Peking | Das neue Rauchverbot in Peking tritt zwar erst im Juni in Kraft, aber schon jetzt unternimmt die Regierung Versuche, das Thema in den Alltag zu integrieren. Mit Zeichensprache soll man Raucher, die sich trotz Verbot im Restaurant eine anzünden, dezent auf ihren Fehltritt aufmerksam machen. Und wenn sich jemand nicht an die Zurechtweisung hält, wird eine Meldung über WeChat fällig – dem beliebtesten Sozialen Netzwerk in China. Das berichtet das Wall Street Journal.

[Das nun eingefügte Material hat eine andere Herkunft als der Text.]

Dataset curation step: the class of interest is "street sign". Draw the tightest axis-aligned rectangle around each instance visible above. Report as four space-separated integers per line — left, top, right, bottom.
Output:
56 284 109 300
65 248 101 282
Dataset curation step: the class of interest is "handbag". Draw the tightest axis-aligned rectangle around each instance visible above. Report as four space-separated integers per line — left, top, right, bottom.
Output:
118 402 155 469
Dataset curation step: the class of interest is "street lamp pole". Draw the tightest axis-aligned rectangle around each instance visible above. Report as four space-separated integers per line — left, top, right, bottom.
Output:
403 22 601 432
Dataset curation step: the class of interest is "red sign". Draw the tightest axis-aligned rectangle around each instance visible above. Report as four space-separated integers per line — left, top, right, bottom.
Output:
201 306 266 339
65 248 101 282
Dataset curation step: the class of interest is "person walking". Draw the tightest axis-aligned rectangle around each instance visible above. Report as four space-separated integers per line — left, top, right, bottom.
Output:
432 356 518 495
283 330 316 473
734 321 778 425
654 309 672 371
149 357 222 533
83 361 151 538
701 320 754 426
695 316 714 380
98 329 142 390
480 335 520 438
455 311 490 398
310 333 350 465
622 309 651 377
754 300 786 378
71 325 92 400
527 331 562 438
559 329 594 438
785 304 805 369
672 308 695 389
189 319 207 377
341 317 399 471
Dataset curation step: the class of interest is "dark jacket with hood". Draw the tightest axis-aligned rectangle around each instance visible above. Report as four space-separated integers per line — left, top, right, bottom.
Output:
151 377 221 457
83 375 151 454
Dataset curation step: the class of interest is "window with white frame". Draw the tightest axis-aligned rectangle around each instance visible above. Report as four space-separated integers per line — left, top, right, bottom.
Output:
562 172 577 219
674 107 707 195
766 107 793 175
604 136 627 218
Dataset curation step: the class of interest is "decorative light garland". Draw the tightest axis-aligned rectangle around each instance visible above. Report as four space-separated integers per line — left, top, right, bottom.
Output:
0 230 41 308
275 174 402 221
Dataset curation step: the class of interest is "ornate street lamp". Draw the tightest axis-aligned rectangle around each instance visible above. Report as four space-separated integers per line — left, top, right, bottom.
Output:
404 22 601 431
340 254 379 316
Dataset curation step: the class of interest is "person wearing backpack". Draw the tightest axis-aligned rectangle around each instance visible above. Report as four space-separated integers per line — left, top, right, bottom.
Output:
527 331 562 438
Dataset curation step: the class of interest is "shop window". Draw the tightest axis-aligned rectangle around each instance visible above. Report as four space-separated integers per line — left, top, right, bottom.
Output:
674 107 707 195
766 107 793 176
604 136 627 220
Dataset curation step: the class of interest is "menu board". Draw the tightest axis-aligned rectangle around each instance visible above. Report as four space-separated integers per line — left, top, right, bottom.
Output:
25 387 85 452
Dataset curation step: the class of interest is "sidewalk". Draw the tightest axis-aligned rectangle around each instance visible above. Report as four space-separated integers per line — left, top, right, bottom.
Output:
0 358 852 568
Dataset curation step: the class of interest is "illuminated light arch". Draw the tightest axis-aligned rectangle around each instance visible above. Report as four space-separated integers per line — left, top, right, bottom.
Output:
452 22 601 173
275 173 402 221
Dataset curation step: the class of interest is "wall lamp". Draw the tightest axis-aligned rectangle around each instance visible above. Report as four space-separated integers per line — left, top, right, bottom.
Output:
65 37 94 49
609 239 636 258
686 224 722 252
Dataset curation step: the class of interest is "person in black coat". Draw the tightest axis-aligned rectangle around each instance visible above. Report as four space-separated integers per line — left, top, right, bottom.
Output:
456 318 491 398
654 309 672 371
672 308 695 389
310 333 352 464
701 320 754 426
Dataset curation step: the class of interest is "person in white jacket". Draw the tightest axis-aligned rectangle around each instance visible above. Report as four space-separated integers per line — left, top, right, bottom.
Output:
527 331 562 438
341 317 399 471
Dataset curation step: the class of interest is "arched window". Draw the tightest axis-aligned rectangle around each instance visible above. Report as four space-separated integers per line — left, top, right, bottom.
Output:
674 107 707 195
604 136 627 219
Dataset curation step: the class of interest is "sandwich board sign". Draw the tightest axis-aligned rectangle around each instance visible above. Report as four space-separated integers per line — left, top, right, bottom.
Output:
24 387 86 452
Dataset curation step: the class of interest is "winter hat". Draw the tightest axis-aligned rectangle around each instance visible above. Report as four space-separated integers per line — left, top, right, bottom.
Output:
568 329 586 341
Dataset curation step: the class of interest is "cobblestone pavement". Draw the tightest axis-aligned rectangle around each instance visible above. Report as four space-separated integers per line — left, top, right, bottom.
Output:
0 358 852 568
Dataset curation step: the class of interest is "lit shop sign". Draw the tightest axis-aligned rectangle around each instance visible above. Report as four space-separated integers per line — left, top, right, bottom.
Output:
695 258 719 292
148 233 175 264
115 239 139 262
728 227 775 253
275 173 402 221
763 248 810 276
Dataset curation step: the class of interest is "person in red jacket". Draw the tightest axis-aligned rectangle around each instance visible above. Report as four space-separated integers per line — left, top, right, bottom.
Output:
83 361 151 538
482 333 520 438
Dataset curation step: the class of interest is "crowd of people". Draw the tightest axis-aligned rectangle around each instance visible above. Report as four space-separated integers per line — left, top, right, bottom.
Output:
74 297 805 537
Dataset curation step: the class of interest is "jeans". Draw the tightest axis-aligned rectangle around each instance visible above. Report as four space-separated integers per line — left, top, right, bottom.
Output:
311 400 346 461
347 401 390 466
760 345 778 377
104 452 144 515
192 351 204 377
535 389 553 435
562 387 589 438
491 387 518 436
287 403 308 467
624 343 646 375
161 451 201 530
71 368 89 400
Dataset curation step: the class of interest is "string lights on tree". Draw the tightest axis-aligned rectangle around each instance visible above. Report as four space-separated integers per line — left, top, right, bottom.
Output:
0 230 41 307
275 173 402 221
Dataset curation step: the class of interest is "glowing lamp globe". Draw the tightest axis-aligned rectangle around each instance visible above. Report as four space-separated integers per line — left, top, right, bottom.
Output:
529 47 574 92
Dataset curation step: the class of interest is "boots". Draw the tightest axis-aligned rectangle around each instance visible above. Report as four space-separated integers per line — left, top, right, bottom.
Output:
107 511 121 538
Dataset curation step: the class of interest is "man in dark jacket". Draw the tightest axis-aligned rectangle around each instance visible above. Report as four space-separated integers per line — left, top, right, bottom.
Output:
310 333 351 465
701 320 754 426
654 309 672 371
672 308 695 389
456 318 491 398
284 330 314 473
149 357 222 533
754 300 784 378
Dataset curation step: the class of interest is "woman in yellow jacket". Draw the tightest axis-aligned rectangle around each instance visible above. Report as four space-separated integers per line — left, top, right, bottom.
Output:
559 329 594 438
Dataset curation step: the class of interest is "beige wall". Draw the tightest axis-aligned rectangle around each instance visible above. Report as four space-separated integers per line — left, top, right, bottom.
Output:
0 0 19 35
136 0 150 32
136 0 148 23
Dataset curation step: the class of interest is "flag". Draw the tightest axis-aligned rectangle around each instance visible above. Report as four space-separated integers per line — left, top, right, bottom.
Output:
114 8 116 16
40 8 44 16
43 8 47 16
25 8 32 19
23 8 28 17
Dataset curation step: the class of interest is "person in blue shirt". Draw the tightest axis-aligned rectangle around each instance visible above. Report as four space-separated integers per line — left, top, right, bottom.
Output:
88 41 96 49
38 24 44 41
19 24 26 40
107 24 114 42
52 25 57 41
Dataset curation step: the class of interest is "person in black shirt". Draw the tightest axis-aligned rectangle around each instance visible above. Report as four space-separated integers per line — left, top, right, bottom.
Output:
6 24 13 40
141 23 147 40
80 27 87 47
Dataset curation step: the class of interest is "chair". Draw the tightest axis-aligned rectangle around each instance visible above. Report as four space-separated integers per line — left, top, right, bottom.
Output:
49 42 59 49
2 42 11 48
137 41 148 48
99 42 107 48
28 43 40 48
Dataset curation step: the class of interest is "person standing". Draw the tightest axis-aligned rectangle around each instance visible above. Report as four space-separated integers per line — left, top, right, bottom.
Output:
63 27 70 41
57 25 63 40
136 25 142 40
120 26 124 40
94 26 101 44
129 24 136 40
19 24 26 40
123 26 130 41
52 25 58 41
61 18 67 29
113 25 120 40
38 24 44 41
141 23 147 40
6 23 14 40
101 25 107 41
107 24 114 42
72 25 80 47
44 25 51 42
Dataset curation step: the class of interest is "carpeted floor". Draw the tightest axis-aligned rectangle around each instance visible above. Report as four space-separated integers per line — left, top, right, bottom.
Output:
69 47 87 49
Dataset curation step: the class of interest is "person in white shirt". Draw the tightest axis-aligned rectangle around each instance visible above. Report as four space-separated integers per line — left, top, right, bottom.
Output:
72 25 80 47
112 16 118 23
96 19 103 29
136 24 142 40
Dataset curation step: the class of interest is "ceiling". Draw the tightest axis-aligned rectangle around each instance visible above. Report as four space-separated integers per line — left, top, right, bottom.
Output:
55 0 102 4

China ist weltweit der größte Tabak-Konsument: Etwa 350 Millionen Chinesen sind Raucher. Rauchen gilt bislang als sozial gut akzeptiert und Zigaretten sind ein gern gesehenes Geschenk.  Bisherige Versuche, das Rauchen zu bekämpfen, scheiterten weitestgehend.  Laut der Weltgesundheitsorganisation sterben jedes Jahr über sechs Millionen Menschen an den Folgen des Tabakkonsums. Durch Passivrauchen sterben jährlich weltweit etwa 600.000 Menschen, davon alleine 165.000 Kinder.

Die Regierung veröffentlichte den Account Smoke Free Beijing auf WeChat, an denen Filme und Fotos mitsamt den Namen renitenter Raucher gesendet werden können. Außerdem sollen die Chinesen über eine neue Geste abstimmen, mit der man Raucher stoppen kann. Eine Art „Time-Out“-Zeichen mit zwei Fingern, eine über Nase und Mund gehaltene Hand oder das Entgegenstrecken der Handfläche stehen zur Auswahl.

 

Es ist nicht das erste Mal, dass China WeChat nutzt, um Gesundheitsthemen zu vermarkten. Anfang März wurde ein Account zum Thema Schweinegrippe eingerichtet, der über die Krankheit und den Schutz davor informiert. Auch Comics, die Tipps für ein gesundes Leben geben, werden von dem WhatsApp-Pendant veröffentlicht.

 

Nach Angaben des Unternehmens hat WeChat über 355 Millionen aktive Nutzer. Der Großteil von ihnen lebt in der Volksrepublik. Dort sind Anwendungen wie Facebook und Twitter gesperrt. WhatsApp ist zwar nutzbar, reicht aber mit seinen Nutzerzahlen nicht an die chinesische Variante heran. WeChat ist mit seinen erweiterten Funktionen dort mehr als nur ein Messenger. Das gesamte digitale Leben wird über WeChat organisiert.

Kritiker sehen die Spitzel-Taktik mithilfe von WeChat skeptisch. Die Methode, Bürger zur gegenseitigen Kontrolle einzusetzen, wurde in China bereits während der Kulturrevolution eingesetzt, als Nachbarn angehalten waren, Gegenbewegungen zu melden.

Das neue Rauchverbot in Restaurants, Bars und anderen öffentlichen Räumen gilt ab 1. Juni. Das Gesetz sieht Strafen vor, denn es nicht eingehalten wird: Maximal 200 Yuan (etwa 30 Euro) für Personen und 10.000 Yuan (Mehr als 1500 Euro) für Firmen und Organisationen.